In a footnote in the contract board’s opinion, however, the panelists leave the fate of the contract between Kornblatt Co. and MIA up to the Board of Public Works.

“The extent to which the issue may now be moot or whether there is an effective remedy is the province of BPW to determine, not this Board,” according to the contract board’s decision.

Kornblatt Co. President and CEO Tim Polanowski declined to comment for this story.

If the board decides not to review the contract with Kornblatt Co., Franchot said, it hurts Maryland’s reputation with businesses in the state. It sends a negative message to businesses, he said, when the Department of General Services puts a property owner through a competitive bid process, calls that property owner to tell them they’ve been selected to receive a contract and then reverses that decision without good reason.

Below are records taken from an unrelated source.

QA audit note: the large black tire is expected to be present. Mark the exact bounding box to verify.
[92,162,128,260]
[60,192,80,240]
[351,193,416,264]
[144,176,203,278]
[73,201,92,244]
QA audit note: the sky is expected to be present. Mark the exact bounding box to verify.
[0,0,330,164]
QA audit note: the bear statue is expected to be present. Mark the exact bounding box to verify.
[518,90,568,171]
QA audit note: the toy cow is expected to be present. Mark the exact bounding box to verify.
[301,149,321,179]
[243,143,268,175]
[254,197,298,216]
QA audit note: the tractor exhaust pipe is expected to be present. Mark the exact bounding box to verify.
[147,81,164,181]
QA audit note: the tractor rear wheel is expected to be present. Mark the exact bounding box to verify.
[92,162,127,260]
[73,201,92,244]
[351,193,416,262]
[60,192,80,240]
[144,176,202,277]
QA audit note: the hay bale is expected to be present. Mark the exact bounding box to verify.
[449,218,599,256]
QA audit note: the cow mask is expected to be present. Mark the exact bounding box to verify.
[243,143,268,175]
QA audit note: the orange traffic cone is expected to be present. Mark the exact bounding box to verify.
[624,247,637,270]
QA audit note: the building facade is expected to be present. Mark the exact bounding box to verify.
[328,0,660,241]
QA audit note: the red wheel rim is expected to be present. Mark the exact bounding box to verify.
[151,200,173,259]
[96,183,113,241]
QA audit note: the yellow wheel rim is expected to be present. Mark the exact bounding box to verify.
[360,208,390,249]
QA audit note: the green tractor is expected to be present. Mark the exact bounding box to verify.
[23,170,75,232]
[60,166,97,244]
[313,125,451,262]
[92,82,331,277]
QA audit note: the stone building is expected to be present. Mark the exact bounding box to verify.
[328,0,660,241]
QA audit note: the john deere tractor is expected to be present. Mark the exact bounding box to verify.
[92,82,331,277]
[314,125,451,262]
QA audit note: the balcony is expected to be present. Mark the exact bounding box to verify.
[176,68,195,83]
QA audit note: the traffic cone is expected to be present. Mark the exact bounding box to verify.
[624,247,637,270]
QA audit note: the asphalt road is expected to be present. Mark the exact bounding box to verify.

“It was a clearly wrong to go ahead and award a 10-year contract to a losing bidder with no real justification,” Franchot said.

The contentious battle over whether MIA should remain downtown has lasted for nearly two years. Officials with the state Department of General Services in the spring of 2018 officially informed Kornblatt Co. they intended to move MIA from the building.

MIA has roughly 250 employees who work at St. Paul Plaza and leases 68,771 square feet of the building’s 260,000 square feet of rentable space. Trustees of developer David Kornblatt tried to sell the 28-story Class A building in 2017, but the property was pulled off the market when the landlord couldn’t secure an extension of MIA’s lease.

News that MIA would be departing downtown for Montgomery Park, however, sparked a concerted effort by groups such as the Downtown Partnership of Baltimore, downtown businesses and commercial real estate brokers to keep the agency in the neighborhood.

After MIA employees threatened to quit over the move, and the insurance companies that fund the administration balked at paying to relocate to Montgomery Park, Secretary Al Redmer said, MIA reconsidered moving.

In April 2019 MIA announced its intention to stay at St. Paul Plaza, but Kornblatt Co. and the agency were unable to work out a deal. Then on Jan. 8 Kornblatt Co. went before the Board of Public Works and said it needed a lease approved or its lenders would force the landlord to start charging MIA double rent.